No one else could ever do what Lucas does near a batting cage. He can stand 10 feet away, hear the crack of the bat, and predict with nearly 100-percent accuracy where the ball is headed.

“I can’t explain it,” he says.

Heading for Home

Lucas says the toughest part of writing his autobiography was recounting the dissolution of his first marriage. When his wife left home, leaving him to raise his two young sons on his own, Lucas called on the three things that matter in his life: faith, family, and friends.

Several years later, his former wife sued and temporarily won full custody of the boys. Lucas was able to successfully regain custody with the help of an expert legal team paid for by friends, including Yankees owner George Steinbrenner.

Rizzuto testified at the trial, explaining how Lucas cared for his children with love, taking them with him to ball games. Lucas regained full custody on September 25, 1980. “That was Phil’s birthday,” Lucas says.

After obtaining an annulment, in 2006 Lucas married Allison Pfeifle, who may be the only person alive who knows more about baseball than Lucas. Rizzuto actually set the ball in motion for their budding romance. Rizzuto had stopped by a neighborhood flower shop and saw that the shopkeeper seemed distracted and down. The owner said her niece — Allison —was having trouble with her vision.
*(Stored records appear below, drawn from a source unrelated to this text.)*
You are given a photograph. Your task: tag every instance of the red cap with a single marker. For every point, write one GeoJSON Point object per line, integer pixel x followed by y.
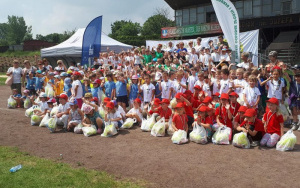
{"type": "Point", "coordinates": [178, 95]}
{"type": "Point", "coordinates": [217, 94]}
{"type": "Point", "coordinates": [188, 93]}
{"type": "Point", "coordinates": [274, 101]}
{"type": "Point", "coordinates": [224, 96]}
{"type": "Point", "coordinates": [97, 81]}
{"type": "Point", "coordinates": [179, 105]}
{"type": "Point", "coordinates": [250, 112]}
{"type": "Point", "coordinates": [197, 87]}
{"type": "Point", "coordinates": [166, 101]}
{"type": "Point", "coordinates": [138, 100]}
{"type": "Point", "coordinates": [76, 73]}
{"type": "Point", "coordinates": [202, 109]}
{"type": "Point", "coordinates": [242, 109]}
{"type": "Point", "coordinates": [156, 101]}
{"type": "Point", "coordinates": [106, 99]}
{"type": "Point", "coordinates": [234, 94]}
{"type": "Point", "coordinates": [207, 99]}
{"type": "Point", "coordinates": [110, 105]}
{"type": "Point", "coordinates": [63, 96]}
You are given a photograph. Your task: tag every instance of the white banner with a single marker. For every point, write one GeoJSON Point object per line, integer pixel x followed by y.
{"type": "Point", "coordinates": [248, 43]}
{"type": "Point", "coordinates": [229, 21]}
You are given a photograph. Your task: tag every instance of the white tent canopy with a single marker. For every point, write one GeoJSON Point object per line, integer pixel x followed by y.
{"type": "Point", "coordinates": [72, 47]}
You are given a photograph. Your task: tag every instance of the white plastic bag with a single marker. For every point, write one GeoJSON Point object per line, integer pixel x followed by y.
{"type": "Point", "coordinates": [128, 123]}
{"type": "Point", "coordinates": [27, 103]}
{"type": "Point", "coordinates": [170, 130]}
{"type": "Point", "coordinates": [240, 140]}
{"type": "Point", "coordinates": [222, 135]}
{"type": "Point", "coordinates": [45, 120]}
{"type": "Point", "coordinates": [287, 141]}
{"type": "Point", "coordinates": [52, 124]}
{"type": "Point", "coordinates": [179, 137]}
{"type": "Point", "coordinates": [78, 129]}
{"type": "Point", "coordinates": [11, 103]}
{"type": "Point", "coordinates": [109, 130]}
{"type": "Point", "coordinates": [198, 135]}
{"type": "Point", "coordinates": [159, 128]}
{"type": "Point", "coordinates": [89, 131]}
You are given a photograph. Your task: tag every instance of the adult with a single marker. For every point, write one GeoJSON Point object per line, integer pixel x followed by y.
{"type": "Point", "coordinates": [61, 67]}
{"type": "Point", "coordinates": [17, 73]}
{"type": "Point", "coordinates": [246, 61]}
“I have a friend, Eddie Lucas, who is blind,” Rizzuto said. “Maybe he can help lift her spirits. Is it OK if he calls Allison?”

They were married on March 10, 2006, in a small chapel at Seton Hall, and then rode to Yankee Stadium, where they repeated their vows at home plate. It was the first time any couple had ever been married on that spot. “Boss George” Steinbrenner gave the OK and paid for the wedding.

“I guess my story is to not ever give up,” Lucas says.

Especially in the bottom of the ninth.